I have never forgiven him, deep down inside I think maybe I’m grieving but then I just tell myself, “what’s the point, there’s no use dwelling on the past”.’
Unfinished business towards a significant other call for an empty-chair intervention.
The therapist proposes that the client imagine the other present in the other chair in order to activate their internal view of them and then to experience, express, and explore their painful emotional reactions to the other.
Resolution involves holding the other accountable or understanding or forgiving the other.

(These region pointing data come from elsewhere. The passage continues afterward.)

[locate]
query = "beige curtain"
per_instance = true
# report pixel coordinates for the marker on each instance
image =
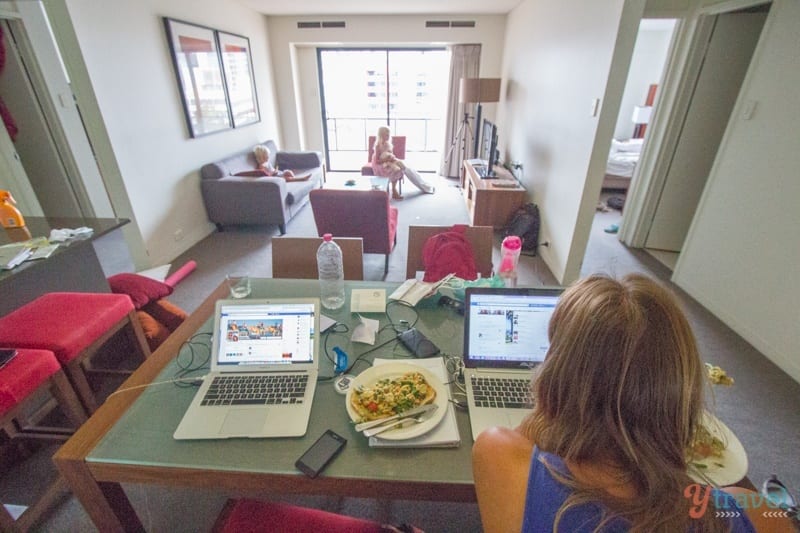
(464, 63)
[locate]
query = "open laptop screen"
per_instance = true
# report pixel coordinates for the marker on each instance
(507, 327)
(265, 334)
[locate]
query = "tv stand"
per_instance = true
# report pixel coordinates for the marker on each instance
(491, 202)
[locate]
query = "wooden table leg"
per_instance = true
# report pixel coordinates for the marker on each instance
(106, 503)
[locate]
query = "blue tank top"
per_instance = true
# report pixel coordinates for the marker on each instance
(546, 495)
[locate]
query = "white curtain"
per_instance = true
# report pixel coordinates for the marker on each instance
(464, 63)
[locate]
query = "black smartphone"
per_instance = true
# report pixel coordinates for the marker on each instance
(418, 344)
(322, 452)
(6, 355)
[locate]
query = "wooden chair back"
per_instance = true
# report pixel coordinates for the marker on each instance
(296, 257)
(480, 238)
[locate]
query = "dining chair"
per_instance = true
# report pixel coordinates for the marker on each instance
(480, 238)
(365, 214)
(24, 381)
(398, 149)
(296, 257)
(76, 326)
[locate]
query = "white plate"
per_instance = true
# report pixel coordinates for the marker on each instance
(394, 370)
(733, 460)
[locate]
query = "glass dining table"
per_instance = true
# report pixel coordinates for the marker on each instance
(129, 439)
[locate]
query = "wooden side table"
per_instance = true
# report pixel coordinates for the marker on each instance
(491, 202)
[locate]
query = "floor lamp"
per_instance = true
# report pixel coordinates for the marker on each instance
(472, 91)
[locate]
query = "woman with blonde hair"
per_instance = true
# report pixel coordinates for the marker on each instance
(617, 402)
(385, 164)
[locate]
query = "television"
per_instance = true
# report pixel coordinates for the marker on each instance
(488, 149)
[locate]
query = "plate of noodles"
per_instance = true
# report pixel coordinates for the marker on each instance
(716, 454)
(386, 390)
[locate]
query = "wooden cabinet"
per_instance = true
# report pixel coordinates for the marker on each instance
(491, 202)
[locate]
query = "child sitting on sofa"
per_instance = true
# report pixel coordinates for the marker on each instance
(262, 158)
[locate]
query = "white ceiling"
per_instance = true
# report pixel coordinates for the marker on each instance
(381, 7)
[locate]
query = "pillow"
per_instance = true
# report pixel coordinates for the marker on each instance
(155, 332)
(141, 289)
(258, 173)
(166, 313)
(631, 145)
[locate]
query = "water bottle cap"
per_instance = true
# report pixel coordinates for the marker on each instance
(512, 242)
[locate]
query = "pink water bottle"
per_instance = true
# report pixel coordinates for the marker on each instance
(509, 251)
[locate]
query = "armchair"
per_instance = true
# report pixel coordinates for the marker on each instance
(365, 214)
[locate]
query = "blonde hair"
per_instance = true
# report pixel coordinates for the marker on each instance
(261, 152)
(622, 387)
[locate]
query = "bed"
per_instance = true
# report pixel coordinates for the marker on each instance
(622, 159)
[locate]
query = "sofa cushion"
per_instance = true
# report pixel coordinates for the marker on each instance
(141, 289)
(257, 173)
(297, 190)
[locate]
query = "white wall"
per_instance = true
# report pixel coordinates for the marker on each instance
(560, 57)
(741, 256)
(294, 58)
(125, 50)
(647, 67)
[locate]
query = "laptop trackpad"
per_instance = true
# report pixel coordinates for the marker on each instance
(243, 422)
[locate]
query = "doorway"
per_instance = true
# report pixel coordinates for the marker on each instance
(653, 191)
(727, 51)
(361, 89)
(53, 153)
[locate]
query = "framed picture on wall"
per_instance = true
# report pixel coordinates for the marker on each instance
(237, 66)
(196, 58)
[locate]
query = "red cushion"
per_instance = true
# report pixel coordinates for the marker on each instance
(25, 373)
(141, 289)
(251, 515)
(65, 323)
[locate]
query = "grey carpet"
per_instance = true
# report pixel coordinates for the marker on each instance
(761, 408)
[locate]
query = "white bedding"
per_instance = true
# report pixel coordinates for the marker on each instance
(623, 156)
(622, 163)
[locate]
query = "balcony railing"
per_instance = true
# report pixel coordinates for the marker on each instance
(348, 137)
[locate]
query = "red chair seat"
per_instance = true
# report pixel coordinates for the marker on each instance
(245, 515)
(25, 373)
(65, 323)
(75, 326)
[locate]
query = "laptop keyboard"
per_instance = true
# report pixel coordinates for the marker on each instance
(502, 392)
(256, 390)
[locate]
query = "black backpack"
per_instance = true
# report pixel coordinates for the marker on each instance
(524, 223)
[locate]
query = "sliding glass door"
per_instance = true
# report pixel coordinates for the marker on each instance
(362, 89)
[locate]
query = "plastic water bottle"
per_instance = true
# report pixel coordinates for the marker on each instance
(331, 273)
(510, 249)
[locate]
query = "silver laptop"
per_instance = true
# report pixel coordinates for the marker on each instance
(264, 364)
(505, 336)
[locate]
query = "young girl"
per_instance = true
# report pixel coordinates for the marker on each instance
(262, 158)
(384, 163)
(617, 401)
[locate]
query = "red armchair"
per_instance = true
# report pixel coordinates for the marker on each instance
(399, 150)
(365, 214)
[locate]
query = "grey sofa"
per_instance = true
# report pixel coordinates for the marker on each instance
(232, 199)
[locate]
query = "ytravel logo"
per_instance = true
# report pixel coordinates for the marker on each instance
(700, 496)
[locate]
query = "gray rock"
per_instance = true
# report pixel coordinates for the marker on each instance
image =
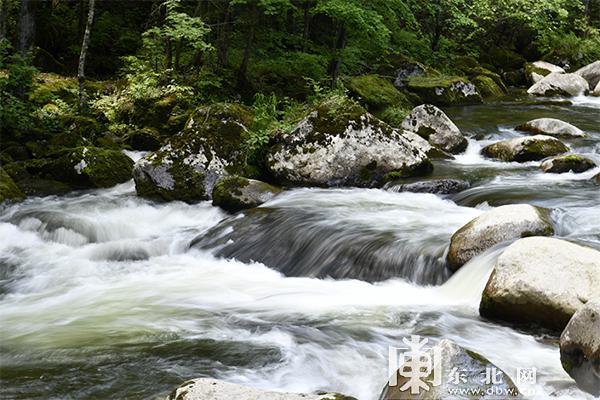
(580, 347)
(340, 144)
(235, 193)
(541, 281)
(432, 124)
(496, 226)
(552, 127)
(457, 368)
(568, 163)
(213, 389)
(523, 149)
(437, 186)
(556, 84)
(590, 73)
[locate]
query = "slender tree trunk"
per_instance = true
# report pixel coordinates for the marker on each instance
(82, 56)
(26, 28)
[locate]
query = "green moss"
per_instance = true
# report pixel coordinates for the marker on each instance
(375, 91)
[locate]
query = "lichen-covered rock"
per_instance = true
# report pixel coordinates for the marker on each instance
(556, 84)
(552, 127)
(189, 164)
(541, 69)
(213, 389)
(569, 163)
(444, 90)
(8, 189)
(433, 124)
(487, 87)
(235, 193)
(541, 281)
(340, 144)
(448, 358)
(496, 226)
(437, 186)
(591, 73)
(531, 148)
(580, 347)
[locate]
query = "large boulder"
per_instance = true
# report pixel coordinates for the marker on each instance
(189, 164)
(447, 368)
(551, 127)
(496, 226)
(523, 149)
(235, 193)
(537, 70)
(541, 281)
(340, 144)
(580, 347)
(556, 84)
(8, 189)
(444, 90)
(569, 163)
(432, 124)
(213, 389)
(591, 73)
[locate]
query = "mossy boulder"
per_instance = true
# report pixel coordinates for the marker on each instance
(236, 193)
(568, 163)
(487, 87)
(433, 125)
(445, 90)
(375, 91)
(189, 164)
(340, 144)
(8, 189)
(523, 149)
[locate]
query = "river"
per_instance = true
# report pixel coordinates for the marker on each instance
(106, 295)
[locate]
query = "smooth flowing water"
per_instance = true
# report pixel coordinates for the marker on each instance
(106, 295)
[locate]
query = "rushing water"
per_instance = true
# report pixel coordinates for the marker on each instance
(106, 295)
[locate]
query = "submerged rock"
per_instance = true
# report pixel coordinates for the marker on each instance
(340, 144)
(453, 367)
(571, 162)
(445, 90)
(523, 149)
(187, 167)
(437, 186)
(591, 73)
(433, 124)
(235, 193)
(496, 226)
(8, 189)
(541, 281)
(557, 84)
(580, 347)
(213, 389)
(552, 127)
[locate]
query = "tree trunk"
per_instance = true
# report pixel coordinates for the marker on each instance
(84, 47)
(26, 28)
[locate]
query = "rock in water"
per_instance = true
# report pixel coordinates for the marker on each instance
(541, 281)
(452, 367)
(496, 226)
(590, 73)
(187, 167)
(523, 149)
(432, 124)
(213, 389)
(552, 127)
(437, 186)
(571, 162)
(580, 347)
(235, 193)
(340, 144)
(560, 85)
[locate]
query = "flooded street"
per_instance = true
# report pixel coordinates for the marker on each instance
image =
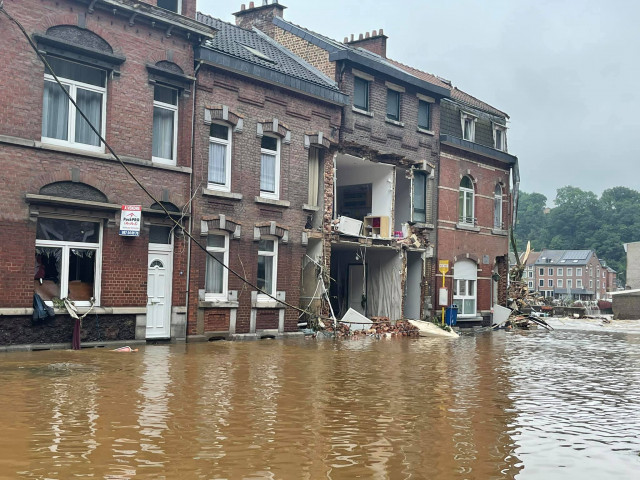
(532, 405)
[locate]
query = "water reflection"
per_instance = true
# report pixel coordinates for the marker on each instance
(485, 406)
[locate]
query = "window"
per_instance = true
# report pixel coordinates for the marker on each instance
(361, 93)
(497, 207)
(465, 274)
(270, 167)
(267, 266)
(500, 137)
(468, 127)
(165, 124)
(61, 124)
(424, 115)
(216, 276)
(393, 105)
(219, 157)
(68, 264)
(465, 202)
(419, 197)
(172, 5)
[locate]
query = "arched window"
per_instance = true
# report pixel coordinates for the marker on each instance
(465, 279)
(465, 202)
(497, 208)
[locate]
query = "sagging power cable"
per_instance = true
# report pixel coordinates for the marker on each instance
(131, 174)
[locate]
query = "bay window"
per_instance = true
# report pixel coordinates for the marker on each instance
(68, 260)
(61, 123)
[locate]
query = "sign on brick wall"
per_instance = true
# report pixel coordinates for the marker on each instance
(130, 220)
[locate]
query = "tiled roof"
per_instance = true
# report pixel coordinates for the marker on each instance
(237, 42)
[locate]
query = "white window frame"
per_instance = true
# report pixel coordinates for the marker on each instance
(467, 117)
(227, 166)
(464, 216)
(274, 281)
(502, 146)
(174, 109)
(64, 265)
(212, 296)
(263, 151)
(71, 127)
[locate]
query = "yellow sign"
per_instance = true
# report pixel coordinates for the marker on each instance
(443, 266)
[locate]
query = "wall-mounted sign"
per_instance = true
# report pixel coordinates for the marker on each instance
(130, 220)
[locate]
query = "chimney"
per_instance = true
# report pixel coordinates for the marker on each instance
(260, 17)
(375, 42)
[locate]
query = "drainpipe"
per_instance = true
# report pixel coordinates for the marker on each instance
(191, 192)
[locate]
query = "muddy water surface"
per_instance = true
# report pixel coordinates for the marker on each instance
(497, 405)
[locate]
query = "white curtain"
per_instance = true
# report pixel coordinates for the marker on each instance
(91, 104)
(314, 176)
(55, 115)
(268, 173)
(163, 133)
(215, 273)
(217, 163)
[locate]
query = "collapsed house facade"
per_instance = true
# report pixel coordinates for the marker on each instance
(376, 237)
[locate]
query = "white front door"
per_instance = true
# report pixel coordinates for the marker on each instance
(159, 293)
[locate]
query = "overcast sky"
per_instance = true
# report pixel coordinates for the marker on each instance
(566, 72)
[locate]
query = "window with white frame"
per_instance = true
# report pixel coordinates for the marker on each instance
(465, 201)
(61, 122)
(219, 172)
(419, 197)
(267, 266)
(497, 207)
(217, 276)
(68, 260)
(468, 126)
(465, 277)
(500, 137)
(270, 167)
(165, 124)
(361, 93)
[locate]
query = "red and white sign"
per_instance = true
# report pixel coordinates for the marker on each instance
(130, 220)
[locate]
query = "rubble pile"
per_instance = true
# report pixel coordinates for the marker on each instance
(379, 329)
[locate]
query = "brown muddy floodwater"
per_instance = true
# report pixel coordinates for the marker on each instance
(536, 405)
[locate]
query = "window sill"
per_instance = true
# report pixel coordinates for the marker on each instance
(220, 194)
(464, 226)
(273, 201)
(361, 112)
(394, 122)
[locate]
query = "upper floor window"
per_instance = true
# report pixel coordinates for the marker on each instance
(497, 207)
(424, 115)
(500, 137)
(361, 93)
(216, 276)
(393, 105)
(420, 197)
(468, 126)
(465, 201)
(172, 5)
(270, 167)
(219, 177)
(61, 122)
(165, 124)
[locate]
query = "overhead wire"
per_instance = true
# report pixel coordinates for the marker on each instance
(132, 175)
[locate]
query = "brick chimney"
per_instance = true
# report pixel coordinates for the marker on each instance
(260, 17)
(375, 42)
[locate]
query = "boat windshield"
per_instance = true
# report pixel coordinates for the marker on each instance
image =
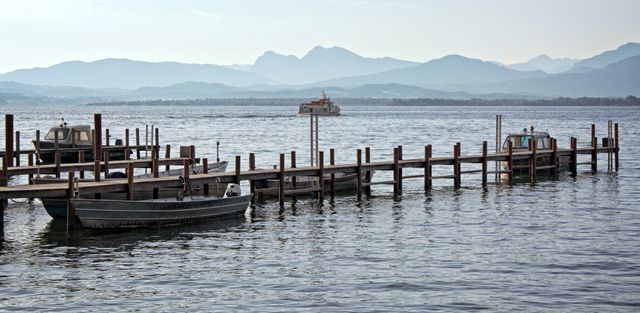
(62, 134)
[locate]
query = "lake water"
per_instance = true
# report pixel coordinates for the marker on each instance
(559, 244)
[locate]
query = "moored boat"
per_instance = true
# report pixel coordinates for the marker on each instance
(520, 142)
(66, 136)
(322, 106)
(100, 213)
(57, 207)
(342, 183)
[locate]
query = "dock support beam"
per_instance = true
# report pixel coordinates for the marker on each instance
(97, 140)
(281, 182)
(427, 168)
(574, 156)
(367, 160)
(130, 181)
(252, 183)
(332, 180)
(8, 137)
(484, 164)
(237, 172)
(396, 175)
(321, 176)
(294, 182)
(359, 173)
(594, 151)
(510, 161)
(456, 166)
(399, 169)
(70, 214)
(617, 144)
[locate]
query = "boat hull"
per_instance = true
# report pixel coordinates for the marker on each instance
(343, 183)
(57, 207)
(94, 213)
(49, 157)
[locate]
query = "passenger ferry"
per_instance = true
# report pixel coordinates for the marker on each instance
(520, 142)
(322, 106)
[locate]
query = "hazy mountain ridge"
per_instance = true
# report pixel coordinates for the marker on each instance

Stuck, dysregulated anguish Stuck, dysregulated anguish is a marker that occurs in the face of strong emotional pain or a powerful unmet existential need (e.g. for love or validation): ‘No one will ever understand me. I’m all alone.’ Anguish calls for compassionate self-soothing.
Expressing compassion towards oneself is a way of changing painful emotions (e.g. shame, fear, sadness) by internally confronting them with a different emotion.
In this task, the therapist first helps the client deepen their sense of anguish so that they can access their core existential pain and express the unmet need associated with it.
Then, the therapist offers a two-chair process to the client in which they enact providing what is needed (e.g. validation, support, protection) to themselves.
Several additional markers and interventions have been added to the five markers and
tasks identified above, including alliance rupture and repair; feeling overwhelmed and
clearing a space; meaning protest and meaning-making; and more.